The action is basic voice recognition and text-to-speech rendering as a result right now:
(1) Dial the number
(2) The caller is greeted, and is asked to speak his/her choice from four mystery genre options: legal, noir, satirical, political
(3) The caller speaks his/her choice of setting: US or non-US
(4) The caller chooses a male or female protagonist.
(5) The caller hears a mash-up of a couple of sentences meeting the selected criteria.
SUCCESS!!! As long as you do not select “non-US”(renders as “non-us” and so is not recognized in database) or pronounce “female” with too much “fvvv” (I just got “shemale”– a new variation to add to the other erroneous pronunciation recognitions I’ve gotten in Google VR’s hearing of “female”).
VIDEO, but you can try it yourself (I just fixed my code to pull more than one “intro” from the database. In my enthusiasm last night, I left the testing single-intro sentence version (which I used because I wanted to make sure that Asterisk would handle at least one) in the code. This video shows only the single-sentence version working, but more than one sentence does get pulled. Code to come–I have to put it in Github now.
Maybe I should not dare to do it, but I’m going to try to add a couple of different spellings into the database to see if MysteryCorpsePhone will return sentences whose criteria may include “non-US”/”non-us” or “male”/(at this point, rendered consistently as “mail”) and speak them correctly. UPDATE: I have not added “a few different spellings” – that would have been a bridge too far in such short notice. I did, however, just go in and change all the “male” protagonist fields to the spelling that Google VR is rendering: “mail” I cannot test it right now, because in calling the ITP Asterisk number I got an error–bill not paid—notice. However, I will try again later and will try to pull it together on the Rackspace server Marcel now that I know my program works.

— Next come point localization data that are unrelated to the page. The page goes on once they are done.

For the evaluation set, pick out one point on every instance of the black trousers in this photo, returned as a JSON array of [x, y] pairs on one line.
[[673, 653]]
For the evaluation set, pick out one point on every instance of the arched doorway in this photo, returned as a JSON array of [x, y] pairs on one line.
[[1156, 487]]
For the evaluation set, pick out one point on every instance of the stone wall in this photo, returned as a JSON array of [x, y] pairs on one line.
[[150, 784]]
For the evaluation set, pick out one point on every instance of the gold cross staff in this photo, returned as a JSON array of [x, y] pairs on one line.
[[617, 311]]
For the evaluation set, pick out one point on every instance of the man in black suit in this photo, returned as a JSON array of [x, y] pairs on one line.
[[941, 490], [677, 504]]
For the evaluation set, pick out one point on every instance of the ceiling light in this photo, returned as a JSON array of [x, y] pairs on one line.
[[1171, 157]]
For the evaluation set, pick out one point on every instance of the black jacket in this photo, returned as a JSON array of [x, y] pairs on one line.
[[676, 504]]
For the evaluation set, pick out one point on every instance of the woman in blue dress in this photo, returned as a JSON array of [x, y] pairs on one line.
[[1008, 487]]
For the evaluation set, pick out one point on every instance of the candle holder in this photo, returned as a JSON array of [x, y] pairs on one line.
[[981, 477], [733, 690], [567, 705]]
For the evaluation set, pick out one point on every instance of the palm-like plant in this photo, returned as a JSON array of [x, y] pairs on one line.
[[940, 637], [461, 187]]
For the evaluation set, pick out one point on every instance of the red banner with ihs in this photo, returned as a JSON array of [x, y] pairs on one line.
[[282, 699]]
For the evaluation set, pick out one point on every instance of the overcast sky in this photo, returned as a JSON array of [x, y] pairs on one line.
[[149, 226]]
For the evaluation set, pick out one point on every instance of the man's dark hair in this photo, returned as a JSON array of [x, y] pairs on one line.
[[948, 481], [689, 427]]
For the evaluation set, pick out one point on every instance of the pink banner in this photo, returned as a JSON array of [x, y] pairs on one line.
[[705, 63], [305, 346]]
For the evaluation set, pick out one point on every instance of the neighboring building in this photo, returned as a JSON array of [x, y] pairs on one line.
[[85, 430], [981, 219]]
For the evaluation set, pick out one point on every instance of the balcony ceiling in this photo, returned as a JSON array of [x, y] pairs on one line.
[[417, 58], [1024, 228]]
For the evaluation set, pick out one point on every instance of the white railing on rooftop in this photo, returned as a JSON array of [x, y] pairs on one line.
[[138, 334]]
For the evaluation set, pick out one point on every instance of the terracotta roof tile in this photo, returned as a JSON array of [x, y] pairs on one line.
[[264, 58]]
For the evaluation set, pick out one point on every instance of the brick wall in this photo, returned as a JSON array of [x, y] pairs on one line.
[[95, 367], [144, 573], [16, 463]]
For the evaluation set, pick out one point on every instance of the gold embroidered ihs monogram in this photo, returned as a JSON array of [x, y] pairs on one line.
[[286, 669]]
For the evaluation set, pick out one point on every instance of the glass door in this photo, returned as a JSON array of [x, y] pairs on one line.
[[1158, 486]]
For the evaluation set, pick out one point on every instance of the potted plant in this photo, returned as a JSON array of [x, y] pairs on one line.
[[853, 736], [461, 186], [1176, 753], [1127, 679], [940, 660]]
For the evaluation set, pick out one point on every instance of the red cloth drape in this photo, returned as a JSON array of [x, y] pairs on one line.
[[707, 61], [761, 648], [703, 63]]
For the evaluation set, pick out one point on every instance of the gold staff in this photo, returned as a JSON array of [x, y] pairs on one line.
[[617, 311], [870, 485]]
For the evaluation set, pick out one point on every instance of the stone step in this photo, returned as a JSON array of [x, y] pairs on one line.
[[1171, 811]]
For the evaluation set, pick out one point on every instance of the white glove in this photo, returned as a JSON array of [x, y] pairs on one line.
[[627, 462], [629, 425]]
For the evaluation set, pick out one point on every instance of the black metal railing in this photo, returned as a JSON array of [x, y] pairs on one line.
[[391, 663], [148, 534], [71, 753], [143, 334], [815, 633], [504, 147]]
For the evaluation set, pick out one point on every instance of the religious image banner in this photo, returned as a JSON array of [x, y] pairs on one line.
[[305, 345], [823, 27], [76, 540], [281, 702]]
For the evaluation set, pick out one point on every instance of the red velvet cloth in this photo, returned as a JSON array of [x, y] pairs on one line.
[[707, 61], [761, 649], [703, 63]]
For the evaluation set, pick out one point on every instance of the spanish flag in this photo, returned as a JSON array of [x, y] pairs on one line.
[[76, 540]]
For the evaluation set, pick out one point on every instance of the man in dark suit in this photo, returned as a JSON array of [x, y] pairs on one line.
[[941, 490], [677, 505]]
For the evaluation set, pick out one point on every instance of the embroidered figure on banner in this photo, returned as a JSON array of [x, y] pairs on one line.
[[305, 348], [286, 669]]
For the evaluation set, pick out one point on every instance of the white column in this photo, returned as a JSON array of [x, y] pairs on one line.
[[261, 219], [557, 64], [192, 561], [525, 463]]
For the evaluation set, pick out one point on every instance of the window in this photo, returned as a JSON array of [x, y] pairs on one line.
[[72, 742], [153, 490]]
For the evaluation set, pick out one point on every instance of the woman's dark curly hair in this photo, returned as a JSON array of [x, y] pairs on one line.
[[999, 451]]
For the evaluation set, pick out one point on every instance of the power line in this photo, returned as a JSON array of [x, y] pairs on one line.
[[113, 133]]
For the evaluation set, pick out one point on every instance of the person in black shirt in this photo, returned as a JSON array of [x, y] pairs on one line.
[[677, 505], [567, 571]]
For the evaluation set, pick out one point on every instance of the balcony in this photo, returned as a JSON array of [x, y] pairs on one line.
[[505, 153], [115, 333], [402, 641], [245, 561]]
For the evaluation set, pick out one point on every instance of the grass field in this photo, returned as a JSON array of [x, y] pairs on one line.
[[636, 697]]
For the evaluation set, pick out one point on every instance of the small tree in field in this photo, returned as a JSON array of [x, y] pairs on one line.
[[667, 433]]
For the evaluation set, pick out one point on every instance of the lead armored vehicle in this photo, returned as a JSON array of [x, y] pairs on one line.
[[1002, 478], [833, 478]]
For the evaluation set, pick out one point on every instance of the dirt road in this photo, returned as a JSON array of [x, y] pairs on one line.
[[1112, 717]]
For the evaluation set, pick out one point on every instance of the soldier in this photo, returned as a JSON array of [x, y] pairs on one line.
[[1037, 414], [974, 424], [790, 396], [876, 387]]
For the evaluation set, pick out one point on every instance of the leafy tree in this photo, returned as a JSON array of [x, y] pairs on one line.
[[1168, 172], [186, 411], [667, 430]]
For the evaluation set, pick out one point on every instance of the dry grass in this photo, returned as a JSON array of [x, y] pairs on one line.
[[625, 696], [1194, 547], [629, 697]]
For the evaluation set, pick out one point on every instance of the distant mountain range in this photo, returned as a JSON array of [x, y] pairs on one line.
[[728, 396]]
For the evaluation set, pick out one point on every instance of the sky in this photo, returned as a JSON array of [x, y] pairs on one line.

The demonstration in class of the voice interface showed me that I would need to allow people to speak the answers to the option questions directly, rather than speaking number-substitutes. I think that the numbers are more readily understood by google tts, but it’s very clunky and makes little sense. Why not keypress if you’re going to use that substitution? I actually had noted at least two instances in testing beforehand, in which my speaking number options was not recognized correctly, so it may only be a little better than throwing caution to the wind and allowing the users to say the options.
MYSTERY on Asterisk.ITP-redial.com Server: The main Asterisk number, my extension.
TWO THINGS I MISSED
(1) Wrong path on the database–kept missing and missing until I looked closely.
(2) Somehow started the Extensions.conf edits outside of the asterisk_conf folder on the server.
LIMITATIONS OF VOICE RECOGNITION
As I told the class when I demonstrated on Tuesday, I used numbers to implement the options because I thought that Asterisk would have a harder time with multi-syllabic choices. However, as I also mentioned on Tuesday, I had already had errors in voice recognition just using the numbers.
I have removed what seemed to be the system’s voice-learning aspect (the hello-pound element at the beginning), because it did not seem to provide any benefit and it slowed things down.
Given the obvious clunkiness of the interface using numbers, I reworked things to use the options themselves. This works, but somewhat erratically. Because it interests me, I want to continue to investigate, but here are some strange mis-hearings Google voice recognition has produced. These examples are from very clear pronunciations, in quiet surroundings, by a classic, plain and flat American accent (my own). For “female” which was often mis-recognized, I tried emphasizing the “f” emphasizing it more as a “fv” sound, as well as saying the word normally and briskly. I have not yet discovered the fine distinctions of pronunciation that may be required for Google VR to recognize “female” consistently and accurately, but I will keep trying:
“female” often gets recognized as “email” or “gmail”
“male” more often than not gets rendered as its homophone, “mail” which can affect adversely the result since the database spells “male” as “male”. I may change the .yml file so that it recognizes both.
“US” has been recognized as “you-off”
I was excited when “political” was recognized correctly twice in a row, and “satirical” was also rendered correctly. “Noir” is not well-recognized, or well-pronounced in this version of the text-to-speech script, for some reason.
I’ve included some screen shots of these crazy pronunciations.
US = “YOU AT”/ FEMALE = “EMAIL” In the second example, Google VR recognizes “political” but does not recognize “female” again.
Though I initially implemented my Rackspace server in April, after using all of the scripts provided to add the necessary items, I believe I may have accidentally hit “rebuilt” after re-setting my password. I surmise this is so because when I returned in late April, I found no server, no applications, nothing. I easily loaded everything back in, but I encountered some difficulties this time, as I prepared the server for immediate work.
I resolved most of these difficulties eventually. However, I have produced my final on the ITP server in the end because I wanted it to work properly there first before I moved it to rackspace.